Wantage was the most popular of the orderlies, partly because his built-up boot supplied an instant explanation for why he wasn’t in France. He was a fat, jolly man with a limitless capacity for hate. He hated skivers, he hated shirkers, he hated conchies, he hated the Huns, he hated the Kaiser. He loved the war. He had the gentlest hands in the hospital. He would have given anything to be able to go and fight. Whenever Rivers saw him lurching along behind a wheelchair, he was reminded of the crippled boy in the Pied Piper story, left behind when the other children went into the mountain.

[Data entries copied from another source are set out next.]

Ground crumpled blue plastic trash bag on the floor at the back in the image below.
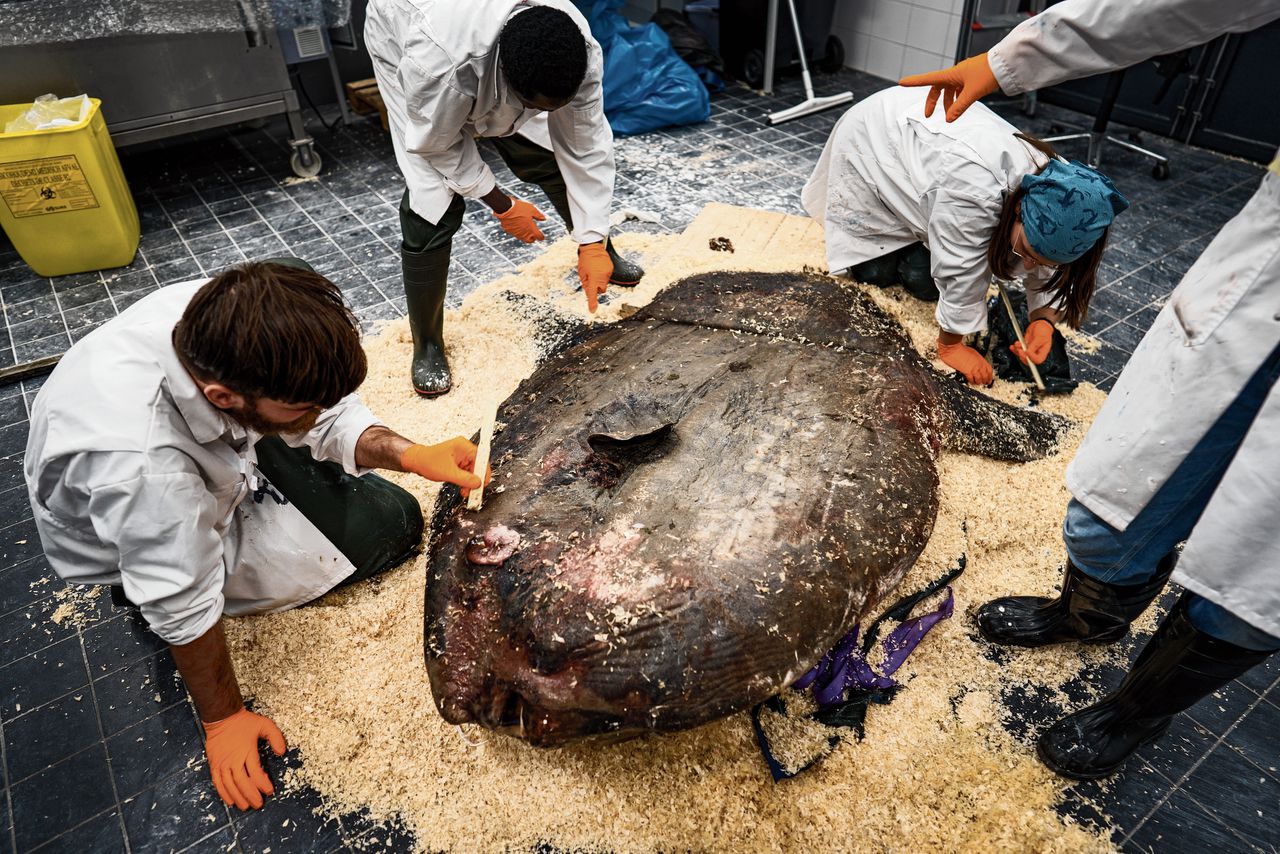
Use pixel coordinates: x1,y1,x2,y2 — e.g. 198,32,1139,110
581,0,712,134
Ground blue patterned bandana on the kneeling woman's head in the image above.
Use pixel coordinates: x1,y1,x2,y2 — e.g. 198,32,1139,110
1023,160,1129,264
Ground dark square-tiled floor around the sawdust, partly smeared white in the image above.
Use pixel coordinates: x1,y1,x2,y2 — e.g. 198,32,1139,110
0,73,1280,854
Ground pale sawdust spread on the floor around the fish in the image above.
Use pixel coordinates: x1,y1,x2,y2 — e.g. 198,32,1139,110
228,215,1126,851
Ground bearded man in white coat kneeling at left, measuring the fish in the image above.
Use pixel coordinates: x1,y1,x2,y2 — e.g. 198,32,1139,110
26,259,480,809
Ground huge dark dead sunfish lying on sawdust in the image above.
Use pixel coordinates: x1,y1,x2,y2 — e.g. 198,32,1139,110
425,273,1065,745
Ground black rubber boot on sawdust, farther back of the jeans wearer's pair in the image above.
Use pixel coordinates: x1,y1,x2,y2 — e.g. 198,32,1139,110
977,554,1178,647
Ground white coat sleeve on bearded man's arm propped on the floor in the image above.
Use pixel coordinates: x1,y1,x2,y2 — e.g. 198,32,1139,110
88,466,225,644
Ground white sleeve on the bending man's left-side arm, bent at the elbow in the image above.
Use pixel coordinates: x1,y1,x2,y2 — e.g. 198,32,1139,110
398,55,497,198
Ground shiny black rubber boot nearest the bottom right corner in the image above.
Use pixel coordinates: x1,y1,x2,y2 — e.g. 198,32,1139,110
1036,594,1271,780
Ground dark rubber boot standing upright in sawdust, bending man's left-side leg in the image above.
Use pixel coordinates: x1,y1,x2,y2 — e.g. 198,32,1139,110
401,245,453,396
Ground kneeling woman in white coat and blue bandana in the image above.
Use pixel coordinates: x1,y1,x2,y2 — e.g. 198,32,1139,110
801,87,1129,385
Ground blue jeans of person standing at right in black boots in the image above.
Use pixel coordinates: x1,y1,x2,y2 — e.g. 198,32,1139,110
1062,338,1280,650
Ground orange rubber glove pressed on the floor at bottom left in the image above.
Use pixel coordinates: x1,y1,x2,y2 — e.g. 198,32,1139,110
205,707,284,809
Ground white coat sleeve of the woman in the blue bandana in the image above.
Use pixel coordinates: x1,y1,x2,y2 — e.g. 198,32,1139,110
928,189,998,335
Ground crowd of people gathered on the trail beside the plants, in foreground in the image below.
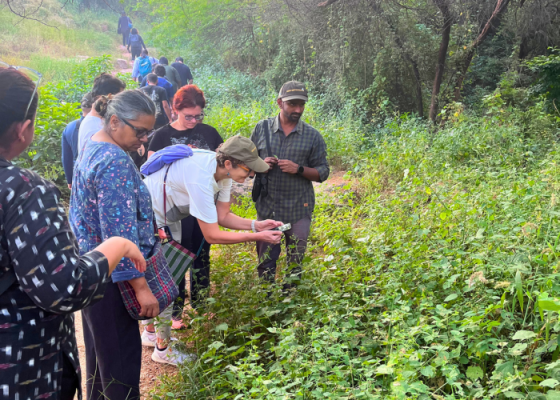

At the second floor the lift stopped and a young nurse got in. Viggors, the patient in the wheelchair, spoke to her, blushing slightly — she was evidently a great favourite — and then sat, slumped to one side, his eyes level with her waist, gazing covertly at her breasts. Wantage chattered on. On the third floor the lift stopped again and Wantage pushed the wheelchair out.